Le webdocumentaire sera aussi présenté en avant-première à la Gaité Lyrique le 3 octobre dans le cadre de la semaine du transmédia, ainsi qu’en Espagne. Nous voulons présenter la navigation, et aussi revenir sur l’expérience d’une production indépendante qui a réussi à mener à bien le projet sans l’appui d’une grande chaîne – et nous avons pu payer notre travail.
Quelles ont été les étapes déterminantes de la production après les premiers « zonings » que vous évoquiez ici même en juin ?
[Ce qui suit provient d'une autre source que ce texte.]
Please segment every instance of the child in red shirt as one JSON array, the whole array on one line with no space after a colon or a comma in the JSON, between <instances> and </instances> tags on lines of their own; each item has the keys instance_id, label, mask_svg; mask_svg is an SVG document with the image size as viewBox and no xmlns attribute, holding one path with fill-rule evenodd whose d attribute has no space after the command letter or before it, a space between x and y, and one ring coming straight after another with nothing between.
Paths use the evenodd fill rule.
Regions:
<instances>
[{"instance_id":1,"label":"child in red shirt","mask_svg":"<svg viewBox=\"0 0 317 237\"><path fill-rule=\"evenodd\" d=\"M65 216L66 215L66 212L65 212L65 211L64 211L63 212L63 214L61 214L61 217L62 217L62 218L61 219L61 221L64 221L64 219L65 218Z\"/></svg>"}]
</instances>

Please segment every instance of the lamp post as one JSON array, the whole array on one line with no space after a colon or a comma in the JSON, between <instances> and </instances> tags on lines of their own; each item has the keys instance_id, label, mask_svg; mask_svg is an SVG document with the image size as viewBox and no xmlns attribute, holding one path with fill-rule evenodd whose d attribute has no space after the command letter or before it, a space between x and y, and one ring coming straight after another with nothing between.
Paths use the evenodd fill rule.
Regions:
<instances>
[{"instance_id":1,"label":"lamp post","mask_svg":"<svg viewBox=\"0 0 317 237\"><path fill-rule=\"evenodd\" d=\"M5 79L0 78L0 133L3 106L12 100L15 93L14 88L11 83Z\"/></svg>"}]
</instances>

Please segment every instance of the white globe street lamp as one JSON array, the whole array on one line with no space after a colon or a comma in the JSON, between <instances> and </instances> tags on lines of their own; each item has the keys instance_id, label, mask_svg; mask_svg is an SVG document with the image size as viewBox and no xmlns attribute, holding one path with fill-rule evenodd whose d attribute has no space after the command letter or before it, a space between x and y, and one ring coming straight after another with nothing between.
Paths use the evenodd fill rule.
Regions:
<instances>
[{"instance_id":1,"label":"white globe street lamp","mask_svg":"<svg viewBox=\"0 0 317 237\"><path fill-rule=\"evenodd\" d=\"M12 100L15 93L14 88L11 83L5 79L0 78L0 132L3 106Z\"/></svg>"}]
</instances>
Le zoning nous a permis de fixer notre pensée quant à l’architecture du webdocumentaire. Auparavant, celle-ci était une abstraction pour nous. C’était une première étape concrète. Depuis le zoning, nous avons assez largement modifié la présentation du webdoc. Nous sommes passés d’une logique de 2 grands panneaux, qui grosso modo décrivaient un quartier tourné vers la rigueur et un autre orienté vers la révolte, à un découpage de la ville en 5 quartiers. Le zoning nous a incités à réfléchir sur le nombre de pages du projet. Les échanges avec Romain Babilon et Bertrand Tronsson, le directeur artistique et le développeur, étaient intéressants : nous avons pu parler de la forme mais aussi du fond, les idées se sont confrontées. Ils ont tous les deux travaillé pour le compte d’Upian avant de monter leur structure, Tonnerre Total. Ils nous apportaient des informations susceptibles de nous faire évoluer. Par exemple, les modules de compléments, sur tel webdoc, étaient vus par seulement 3% des internautes ; il n’était donc peut-être pas utile de dépenser de l’énergie pour les réaliser. C’était un réglage fin avec beaucoup d’allers et retours entre nous.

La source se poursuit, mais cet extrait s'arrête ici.